Die Europäische Union hat ihr 21. Sanktionspaket gegen Russland verabschiedet. Die neuen Maßnahmen erhöhen den Druck auf das russische Finanzsystem und die Branche der digitalen Vermögenswerte. Sie erweitern auch das Verbot von Krypto-Börsen im Zusammenhang mit der Umgehung von Sanktionen. Entsprechend ReutersNach mehreren Diskussionsrunden einigten sich die Gesandten der EU-Mitgliedstaaten auf eine Einigung.

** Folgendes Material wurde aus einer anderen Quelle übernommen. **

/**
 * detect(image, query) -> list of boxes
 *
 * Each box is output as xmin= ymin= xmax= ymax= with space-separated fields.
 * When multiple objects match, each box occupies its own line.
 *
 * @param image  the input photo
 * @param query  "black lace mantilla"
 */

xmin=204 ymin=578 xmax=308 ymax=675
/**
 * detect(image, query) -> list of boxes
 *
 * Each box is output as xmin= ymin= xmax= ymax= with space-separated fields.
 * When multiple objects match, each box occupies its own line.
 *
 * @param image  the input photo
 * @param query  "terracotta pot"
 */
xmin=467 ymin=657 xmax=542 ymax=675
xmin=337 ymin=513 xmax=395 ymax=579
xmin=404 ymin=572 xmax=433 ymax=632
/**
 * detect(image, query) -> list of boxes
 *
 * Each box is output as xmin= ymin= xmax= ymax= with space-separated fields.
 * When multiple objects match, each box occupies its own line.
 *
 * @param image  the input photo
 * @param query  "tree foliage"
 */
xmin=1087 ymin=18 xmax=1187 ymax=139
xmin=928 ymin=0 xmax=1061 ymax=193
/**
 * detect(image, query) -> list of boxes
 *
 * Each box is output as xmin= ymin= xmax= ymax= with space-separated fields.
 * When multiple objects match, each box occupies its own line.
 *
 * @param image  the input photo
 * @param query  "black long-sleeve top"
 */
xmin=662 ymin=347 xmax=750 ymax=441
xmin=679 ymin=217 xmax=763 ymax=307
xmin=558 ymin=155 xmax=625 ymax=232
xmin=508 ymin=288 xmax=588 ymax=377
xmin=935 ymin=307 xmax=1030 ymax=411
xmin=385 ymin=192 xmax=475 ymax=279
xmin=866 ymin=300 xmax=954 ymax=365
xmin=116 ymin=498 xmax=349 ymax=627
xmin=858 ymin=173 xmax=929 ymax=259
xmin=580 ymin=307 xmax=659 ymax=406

EU erweitert Krypto- und Bankbeschränkungen
Das neue Paket umfasst 94 russische Finanzinstitute. Es weitet die Sanktionen auch auf die Moskauer Börse aus. Darüber hinaus hat die Europäische Union die Beschränkungen für andere Kryptowährungsplattformen ausgeweitet. Die Plattformen ermöglichten es sanktionierten Unternehmen, Finanzgeschäfte nach früheren Beschränkungen fortzusetzen.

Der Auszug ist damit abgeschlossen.